Cook: To the left of abortion

As someone whose heart leans to the Left, I claim to be against sexism, mass incarceration and drone strikes that kill children in faraway places. I try to advocate for gay rights, racial justice and nonviolence, for the poor and marginalized, for the least of these.

Why?

Because my ethic (and yes, most days it's just a lot of talk) says this: Life matters.

All of it, from east to west, of unspeakable value.

Yet for years, I have been silent - inconsistently and hypocritically - to defend the one important group who, by definition, are perhaps the most vulnerable of all.

The unborn.

Next week, Hamilton County commissioners will vote on whether to express their public support for Amendment No. 1, which appears on the November ballot and deals with one of the most divisive issues of our time.

Abortion.

And whether our state government can regulate it.

"The people retain the right through their elected state representatives and state senators to enact, amend, or repeal statutes regarding abortion," the proposed amendment reads.

When I'm honest with myself, I find the pro-life movement appealing: its largesse belief in the mystery of life, its big-hearted articulation of a vision that values and locates the presence and promise of life in the smallest of places, willing to speak on behalf of an organism tinier than the period at the end of this sentence.

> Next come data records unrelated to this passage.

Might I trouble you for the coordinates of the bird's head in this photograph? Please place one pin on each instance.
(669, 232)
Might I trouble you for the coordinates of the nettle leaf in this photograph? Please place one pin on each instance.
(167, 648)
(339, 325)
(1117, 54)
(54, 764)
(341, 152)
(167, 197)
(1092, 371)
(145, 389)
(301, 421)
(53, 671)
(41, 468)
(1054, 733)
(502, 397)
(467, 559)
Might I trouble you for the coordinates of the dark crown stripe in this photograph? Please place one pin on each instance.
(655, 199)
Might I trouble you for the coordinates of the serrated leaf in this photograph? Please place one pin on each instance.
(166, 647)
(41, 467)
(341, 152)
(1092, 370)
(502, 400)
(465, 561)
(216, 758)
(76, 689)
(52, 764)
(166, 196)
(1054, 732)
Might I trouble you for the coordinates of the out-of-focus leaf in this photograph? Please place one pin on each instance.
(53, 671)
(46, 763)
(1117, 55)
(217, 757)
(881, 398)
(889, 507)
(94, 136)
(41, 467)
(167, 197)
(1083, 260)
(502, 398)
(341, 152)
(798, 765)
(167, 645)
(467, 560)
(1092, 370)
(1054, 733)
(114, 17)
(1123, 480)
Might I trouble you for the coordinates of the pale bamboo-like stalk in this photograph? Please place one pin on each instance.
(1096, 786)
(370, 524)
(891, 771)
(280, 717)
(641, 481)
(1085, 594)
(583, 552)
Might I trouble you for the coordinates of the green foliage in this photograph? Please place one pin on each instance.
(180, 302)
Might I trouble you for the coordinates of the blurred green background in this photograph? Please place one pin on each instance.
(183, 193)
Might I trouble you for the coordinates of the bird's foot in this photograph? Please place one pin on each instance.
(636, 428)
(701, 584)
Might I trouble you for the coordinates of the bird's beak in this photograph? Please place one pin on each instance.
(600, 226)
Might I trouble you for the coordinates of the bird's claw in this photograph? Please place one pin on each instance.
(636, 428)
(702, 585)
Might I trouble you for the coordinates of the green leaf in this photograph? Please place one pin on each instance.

It's beautiful, actually, a political position that is also transcendental, portraying an embryo as "the journey-work of the stars," to borrow Whitman's lovely phrase.

But so much of this is lost in our debate, as the Left lines up in opposition to the Right, and like crows to trees, all our stereotypes hover: the pro-life crowd defined as heavy-handed men who don't give two whits about women, and godless feminists there in opposition.

Let's rethink this.

Or rather, I'm rethinking this.

If we could swab the decks of our stereotypes, and the Left was able to align itself more with the pro-life movement, a larger space could be cleared for a greater vision of what being pro-life actually means.

We could reclaim and renew the word: pro-life, for all of life.

"The protection of life is a seamless garment," the Catholic pacifist Eileen Egan once said.

A seamless pro-life ethic would argue both for the unborn and for the victims of war. It would seek to end the death penalty and criminal violence. No more rape, no more poverty. It would be boundary-less: a political platform that would include life everywhere, not just the womb.

"You can't protect some life and not others," Egan said.

If the County Commission is to talk about abortion, it must also talk equally about the landscape that encourages it. Our poverty has become feminized: Two-thirds of our poor households are headed by women, and the infant mortality rate in some neighborhoods rivals that of Third World countries.

Yes, this all may be messy and difficult, but there must be a political maturity and moral high road able to both love and support women and their rights of reproduction while also loving and supporting the dignity of the unborn.

Otherwise, we're lost in a land of double standards: a state Legislature that wants to regulate abortion but won't expand Medicaid, or activists (and columnists) that march against the death penalty but not abortion.

"Nature in everything deserves respect," the early feminist Mary Wollstonecraft wrote.

Will I vote for the amendment come November?

I can't yet say, but I do believe this:

I hope to be more pro-life than ever before.